YouTube is a key opportunity platform. About 1% of YouTube users are consuming nuke content every day, and gaming is the most popular genre for persuadables on YouTube — 3 out of every 1,000 adult YouTube users in the most persuadable group consume nuke-related gaming content every day. The content in this space pointed us toward a widespread, salient narrative about nukes that regularly reaches persuadables:
Nuclear weapons are capable of world-ending destruction, unhinged individuals will cause our downfall — and there is no other future.
This narrative is most often seen by If You Say So in gaming content like Minecraft, Call of Duty, Fallout, even extending itself to entertainment TV featuring nukes. In cartoons targeted for adults, the cartoonish villainy of nuclear attack is reinforced in shows like South Park and Rick and Morty, often combined with non-human or other-worldly encounters.

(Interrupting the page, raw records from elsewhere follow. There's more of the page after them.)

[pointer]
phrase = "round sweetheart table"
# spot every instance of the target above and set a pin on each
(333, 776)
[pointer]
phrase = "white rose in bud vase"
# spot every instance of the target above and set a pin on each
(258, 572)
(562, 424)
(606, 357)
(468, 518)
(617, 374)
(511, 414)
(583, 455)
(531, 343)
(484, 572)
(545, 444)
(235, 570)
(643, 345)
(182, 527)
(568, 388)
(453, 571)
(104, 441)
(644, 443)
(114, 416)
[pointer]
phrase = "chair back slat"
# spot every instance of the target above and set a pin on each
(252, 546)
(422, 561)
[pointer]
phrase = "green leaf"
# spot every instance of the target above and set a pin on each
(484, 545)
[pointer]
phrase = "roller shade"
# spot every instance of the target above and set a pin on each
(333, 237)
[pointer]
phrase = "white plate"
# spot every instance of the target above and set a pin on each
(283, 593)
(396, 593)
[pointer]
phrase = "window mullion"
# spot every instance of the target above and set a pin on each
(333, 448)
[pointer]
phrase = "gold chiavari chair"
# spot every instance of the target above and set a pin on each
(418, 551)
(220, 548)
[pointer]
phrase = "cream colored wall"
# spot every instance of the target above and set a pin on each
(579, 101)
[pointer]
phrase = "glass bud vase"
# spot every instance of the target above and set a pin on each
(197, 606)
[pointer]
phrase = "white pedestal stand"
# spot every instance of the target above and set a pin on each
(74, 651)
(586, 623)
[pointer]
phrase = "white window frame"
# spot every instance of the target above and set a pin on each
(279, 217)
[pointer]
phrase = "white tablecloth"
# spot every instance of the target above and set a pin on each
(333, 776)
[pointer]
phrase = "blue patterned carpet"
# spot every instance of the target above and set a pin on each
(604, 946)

Persuadable Tough Cookies represent additional cultural spaces in our Opportunity Zone. They spend more time watching TV than the other audiences: sitcoms like black-ish, The Fresh Prince of Bel-Air, and Martin, shows that reflect the family focus of this audience. Religiosity is also a key opportunity for them, and faith-based content has significant reach here with sites like Bible Study Tool and Bible Gateway being amongst the most popular.

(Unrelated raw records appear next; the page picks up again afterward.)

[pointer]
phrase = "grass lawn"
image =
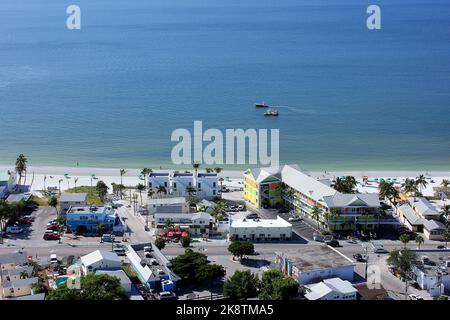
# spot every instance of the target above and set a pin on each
(93, 197)
(40, 201)
(131, 274)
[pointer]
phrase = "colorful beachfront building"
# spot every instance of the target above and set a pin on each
(289, 185)
(86, 219)
(179, 184)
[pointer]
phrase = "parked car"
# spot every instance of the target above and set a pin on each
(53, 227)
(25, 220)
(358, 257)
(52, 236)
(380, 250)
(119, 250)
(53, 258)
(333, 243)
(14, 230)
(318, 237)
(107, 238)
(167, 295)
(415, 297)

Persuadable audiences are already bought into the urgency and nature of the threat, but they aren’t convinced yet that denuclearization is possible. Interventions here need to tell a story of a more hopeful future: an avoidable apocalypse.

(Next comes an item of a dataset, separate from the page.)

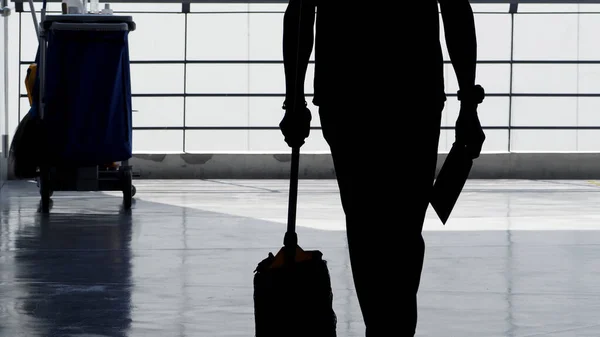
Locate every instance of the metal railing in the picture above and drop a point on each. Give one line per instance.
(512, 10)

Moving forward, the next step for NTI and all advocates in the space is to make content that speaks to audiences within the “opportunity zone” and take the existing aware-but-cynical nuclear weapons narrative — currently present in gaming and entertainment — and add an achievable nuclear weapon-free ending.
In an upcoming blog, we will showcase our process of building cultural briefs for creators to help them understand the persuadable audiences’ cultural landscapes. These cultural briefs are intended to be used by artists and media makers to advise on form, style, and notable examples, to begin retelling the story in the right places. Follow this space for the next update, and if you are interested in research like this project, or in the general work of audience and narrative intervention, please get in touch.
For this report, Harmony Labs used opt-in internet and television panel data between January 1, 2020 and October 31, 2021, touching 300,000+ people in the U.S. and offering a minute-by-minute view into the content audiences care about, wherever they consume or create it.
Online news content was from 1/1/21 to 8/31/21. YouTube content was analyzed form 1/1/20 to 9/30/21. Online search content was from 1/1/20 to 10/31/21. TV was from 6/1/21 to 8/31/21. The earlier starts for online search and YouTube compared to online news accounts allowed for more nuclear content, and the different ending dates was due to different windows of complete data. The timeframe of TV data was relatively short because of the large amount of TV transcript data available for any given time period.
Nuclear content is defined as any found media consumed that uses the keywords “nuke” and “nuclear.” We searched for these keywords on YouTube video titles, descriptions, and tags, online news article text, online search text queries, and TV transcripts. We excluded found media when the text surrounding the keyword indicated that the media was unrelated, such as when “nuclear” was followed by “family.”